Этот господин, так случилось, поручил мне работу, заключив со мной контракт. Но поручивши и заключивши, пожелав творческих успехов, десять месяцев не платил мне зарплату. Десять месяцев… И ужасно гневался вместе со своей командой, когда я, рапортуя ему о выполняемой работе, спрашивал, когда же, наконец, мне заплатят…
Гневались и его замы, и помощник, и бухгалтер, и завфинотделом… Их там много. Есть даже юрисконсульт, молодая женщина, помнится, я сказал ей, отчаявшись:“Что вы делаете? Вы же в петлю меня загоняете!” И тут случилось то, чего я никак не ожидал: на ее ухоженном лице появилась самодовольная улыбка… торжествующая улыбка!

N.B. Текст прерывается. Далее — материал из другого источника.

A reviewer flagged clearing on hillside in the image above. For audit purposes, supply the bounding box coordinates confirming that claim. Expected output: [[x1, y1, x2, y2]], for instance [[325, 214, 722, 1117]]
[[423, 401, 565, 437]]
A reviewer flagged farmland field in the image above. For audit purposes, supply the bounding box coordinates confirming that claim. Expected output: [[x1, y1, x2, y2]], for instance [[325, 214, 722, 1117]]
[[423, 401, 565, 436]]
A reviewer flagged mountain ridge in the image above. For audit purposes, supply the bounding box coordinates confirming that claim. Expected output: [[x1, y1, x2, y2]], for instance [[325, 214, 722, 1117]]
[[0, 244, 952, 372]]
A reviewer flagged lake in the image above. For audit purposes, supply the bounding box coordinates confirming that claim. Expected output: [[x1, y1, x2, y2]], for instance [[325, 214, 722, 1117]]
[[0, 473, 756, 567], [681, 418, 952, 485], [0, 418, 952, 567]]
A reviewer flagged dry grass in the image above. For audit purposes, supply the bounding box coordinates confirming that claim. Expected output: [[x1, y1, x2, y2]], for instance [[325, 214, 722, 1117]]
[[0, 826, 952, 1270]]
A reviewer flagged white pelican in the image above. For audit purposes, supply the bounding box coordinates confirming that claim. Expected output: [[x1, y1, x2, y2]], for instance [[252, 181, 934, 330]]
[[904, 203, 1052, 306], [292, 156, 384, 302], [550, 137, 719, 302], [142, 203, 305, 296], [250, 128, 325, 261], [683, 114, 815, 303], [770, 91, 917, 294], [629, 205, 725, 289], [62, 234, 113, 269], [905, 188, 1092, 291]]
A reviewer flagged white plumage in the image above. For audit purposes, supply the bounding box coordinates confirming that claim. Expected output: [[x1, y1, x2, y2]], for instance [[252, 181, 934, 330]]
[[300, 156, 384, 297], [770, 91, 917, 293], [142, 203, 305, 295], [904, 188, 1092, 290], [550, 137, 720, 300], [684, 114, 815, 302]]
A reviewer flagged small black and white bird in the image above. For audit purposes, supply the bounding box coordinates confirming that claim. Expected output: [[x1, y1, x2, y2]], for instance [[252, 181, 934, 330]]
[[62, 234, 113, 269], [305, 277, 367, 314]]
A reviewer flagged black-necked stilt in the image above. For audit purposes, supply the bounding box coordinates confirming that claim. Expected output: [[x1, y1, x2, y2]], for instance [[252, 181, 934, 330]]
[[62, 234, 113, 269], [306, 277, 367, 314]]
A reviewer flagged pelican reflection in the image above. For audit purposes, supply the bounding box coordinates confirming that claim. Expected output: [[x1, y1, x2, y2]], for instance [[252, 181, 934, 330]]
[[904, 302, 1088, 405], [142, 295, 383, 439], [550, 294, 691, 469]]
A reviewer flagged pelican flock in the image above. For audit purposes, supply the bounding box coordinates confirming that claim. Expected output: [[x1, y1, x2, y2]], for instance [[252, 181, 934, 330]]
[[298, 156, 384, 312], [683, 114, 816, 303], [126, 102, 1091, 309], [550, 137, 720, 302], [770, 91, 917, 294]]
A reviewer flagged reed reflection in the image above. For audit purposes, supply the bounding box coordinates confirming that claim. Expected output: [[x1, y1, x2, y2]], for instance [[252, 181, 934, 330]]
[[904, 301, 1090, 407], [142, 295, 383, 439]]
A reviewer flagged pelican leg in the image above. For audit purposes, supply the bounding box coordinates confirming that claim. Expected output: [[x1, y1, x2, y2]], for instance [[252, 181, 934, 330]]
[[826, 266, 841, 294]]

Я что-то важное не понимаю в этом мире. Вот этого торжества над попавшими в беду не понимаю, и почему “падающего толкни!”, и почему в бурном потоке желтая пена всегда наверху. Как там в сонете Шекспира?.. “Зову я смерть: мне видеть невтерпеж Достоинство, что просит подаянье, Над простотой глумящуюся ложь, Ничтожество в роскошном одеяньи…”
— Мы не вписались в поворот, — повторил я для себя.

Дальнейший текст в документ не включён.